Some Things to Consider

The main things to consider at the start of the process are the costs of acquiring different types of investments and also platform costs :

A.  Will you be investing using mainly funds or with shares, investment trusts and exchange traded funds (ETFs)?

Some brokers such as my broker AJ Bell charge a percentage fee - currently 0.20% (0.25% from 1/10 2016) -  for holding funds. Others brokers do not charge a fee for holding funds so it will be useful if you are clear from the outset.

All brokers will charge a transaction fee for buying & selling shares, investment trusts and ETFs - typically around £10. Some charge for buying/selling funds also but several make no transaction charge for funds.

B.  What is the value of your portfolio?

Online brokers mainly divide into two categories, those that charge a percentage platform fee based on the value of your investments and those that charge a fixed annual/quarterly fee regardless of how much is held with them.

As a rough rule of thumb, if your portfolio is greater than £30,000 then it will probably work out cheaper to look at the fixed fee providers and for less than £30,000 the percentage fee will probably be better.

C.  Will it be a lump sum investment or are you drip feeding via regular monthly direct debit?

If you will be drip-feeding your money into the investments over a prolonged period, it will make sense to choose a broker who can offer low cost options. As we have already seen above, some brokers make no transaction charge for the purchase of funds. Many offer a regular investment discount - maybe £1.50 or £2.00 for the regular purchase of investments.

D Combined Charges

It will be important to have a clear picture of both the platform charges and the cost of buying/selling the investments as well as the cost of the investments themselves. For example, it may cost more initially for a one-off purchase of an investment but there may be no ongoing platform costs or fund charges if holding individual shares.

Low cost index funds are becoming more popular with small investors. The ongoing charges for some are less than 0.10% p.a which is incredibly good value but this can be negated by holding them in with a higher charging platform. An extra 0.20% in broker charges may not seem much but on an typical portfolio of around £25,000 it will be an extra £50 every year.


Once you are fairly clear on these 4 points it should be easier to narrow down the best choices for the most suitable broker. Cost is important but it may not be the only consideration.

Some Other Considerations

1. Does the broker offer the type of investment you wish to hold in your portfolio?

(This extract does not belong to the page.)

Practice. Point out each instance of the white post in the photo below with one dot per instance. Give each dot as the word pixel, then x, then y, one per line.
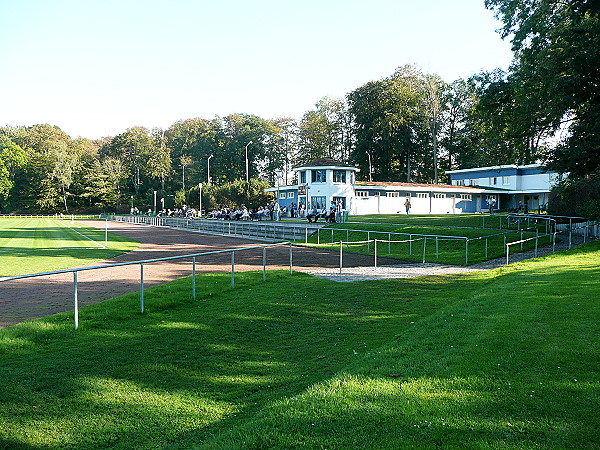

Seems fairly obvious but some brokers will offer only a limited range of investment trusts etc.

2. What range of analysis tools are offered? It can be an advantage to view your portfolio online and also to maintain a ‘watchlist portfolio’ of investments you may wish to follow and analyse for the future. You may wish to filter shares for things like size, dividend yield, cover etc.

3. If you are likely to hold investments which produce an income such as the dividends from shares and/or investment trusts, check the situation regarding re-investing of dividends - is there a facility for this to be done automatically and if so, is there a charge?

4. Check if there are additional charges for telephone trades - with my former broker, interactive investor, the fee was £10 for both online and telephone trades. With my broker AJ Bell, its an extra £20 for telephone trades.

5. Check the level of exit fees in the event you wish to move to another broker. Typical fees are usually based on whether you wish to transfer your portfolio over without having to sell and then repurchase with the new broker and will be around £20 - £30 per line of stock. Obviously, if you hold many different investments, it could be very expensive to transfer out.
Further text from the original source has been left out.